Women and Weight

Not what the scale reads when you step on.imageWhat a dumbbell or barbell is.  Weight that you lift. Weight that causes your muscles to work. To counter the depreciating effects of many of our sedentary lifestyles in front of a computer, at a desk or even traveling with plane time, heavy meals, alcoholic beverages and all of that whittling away any time to ‘exercise’.

While I have not lifted every month of my life and there may even be a few years when I did not pick up a weight, weight lifting has been a ‘comfortable’ (relatively) part of my experiences. I have been kinesthetic my entire life with exercise as a central part of my personal goals. Nothing has given me the results that weight lifting has. I can feel the results immediately and they continue as I advance a program.

Likely as I just had a birthday and am on the forever journey of being more mindful, I began to wonder about this – women and weight lifting.

I was exposed to weight lifting in high school on the girls track team. Belonging to a gym was also an emerging trend when I was in college and as a new undergraduate working professional I belonged to a gym (thanks to my disregard for credit card debt.) A free assessment and ‘program’ was part of your membership. It was assumed you would be lifting at the gym.

This noted, my experience has consistently demonstrated that men at gyms lifting weights outnumbers women by about 4 or 5 to 1. Are girls and women not exposed to weight lifting at an early age any longer? Are they therefore insecure about pumping iron with men around? Have misconceptions about body building scared women away (including some of the hyped up media related to CrossFit’s growth in recent years?)

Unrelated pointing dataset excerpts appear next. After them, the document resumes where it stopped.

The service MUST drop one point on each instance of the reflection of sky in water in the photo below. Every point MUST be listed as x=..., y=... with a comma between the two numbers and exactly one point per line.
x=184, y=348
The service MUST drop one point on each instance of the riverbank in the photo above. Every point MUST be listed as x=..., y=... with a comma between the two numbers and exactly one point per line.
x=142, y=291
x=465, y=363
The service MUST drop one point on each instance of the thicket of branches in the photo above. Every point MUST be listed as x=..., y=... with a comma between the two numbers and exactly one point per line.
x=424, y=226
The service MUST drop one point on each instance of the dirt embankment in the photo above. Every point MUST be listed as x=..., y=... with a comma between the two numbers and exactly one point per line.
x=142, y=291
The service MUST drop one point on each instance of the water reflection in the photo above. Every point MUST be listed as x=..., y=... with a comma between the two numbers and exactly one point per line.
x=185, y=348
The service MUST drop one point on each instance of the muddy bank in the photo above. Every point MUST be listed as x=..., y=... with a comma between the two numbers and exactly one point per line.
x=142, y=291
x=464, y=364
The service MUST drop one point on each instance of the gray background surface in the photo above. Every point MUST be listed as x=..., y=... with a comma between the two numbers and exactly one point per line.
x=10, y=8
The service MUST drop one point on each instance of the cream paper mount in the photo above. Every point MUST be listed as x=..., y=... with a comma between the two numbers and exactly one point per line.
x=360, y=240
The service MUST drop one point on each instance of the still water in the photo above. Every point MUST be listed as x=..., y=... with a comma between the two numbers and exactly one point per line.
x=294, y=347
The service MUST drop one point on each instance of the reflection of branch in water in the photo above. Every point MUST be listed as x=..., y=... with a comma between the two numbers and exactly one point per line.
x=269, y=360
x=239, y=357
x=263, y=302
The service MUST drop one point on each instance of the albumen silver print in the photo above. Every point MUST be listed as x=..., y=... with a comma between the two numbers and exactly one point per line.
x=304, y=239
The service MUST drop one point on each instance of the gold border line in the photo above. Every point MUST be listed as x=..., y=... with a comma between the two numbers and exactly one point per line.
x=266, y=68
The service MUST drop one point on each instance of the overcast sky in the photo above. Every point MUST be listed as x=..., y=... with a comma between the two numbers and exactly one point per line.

Maybe we need to re-evaluate high school programs. Even one sport or one part of a year through PE would introduce weight lifting to girls so they could gain awareness and confidence. So they could experience the results early in life.

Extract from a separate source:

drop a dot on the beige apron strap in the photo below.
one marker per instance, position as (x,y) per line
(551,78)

My current program is one I have completed before: The New Rules of Lifting for Women. This is a great program with key insights about the mis-conceptions, diet and results-based focus that each woman can individualize.  It helps that my husband is also doing The New Rules of Lifting (men’s version) and having a workout partner (even if all you do is go to the gym together) is significant to long-term commitment.

I also recommend CrossFit (by a reputable box!) and any bootcamp that includes weights (not just a few dumbbell curls but total body resistance training that increases over time.)

Talk to the young girls you know. Ask if they have ever lifted weights before. Invite them to join you at the gym sometime. Try Lou and Alan’s approach and put a great pair of headphones in and ignore the testosterone wandering about. Your workout will help theirs and vice versa.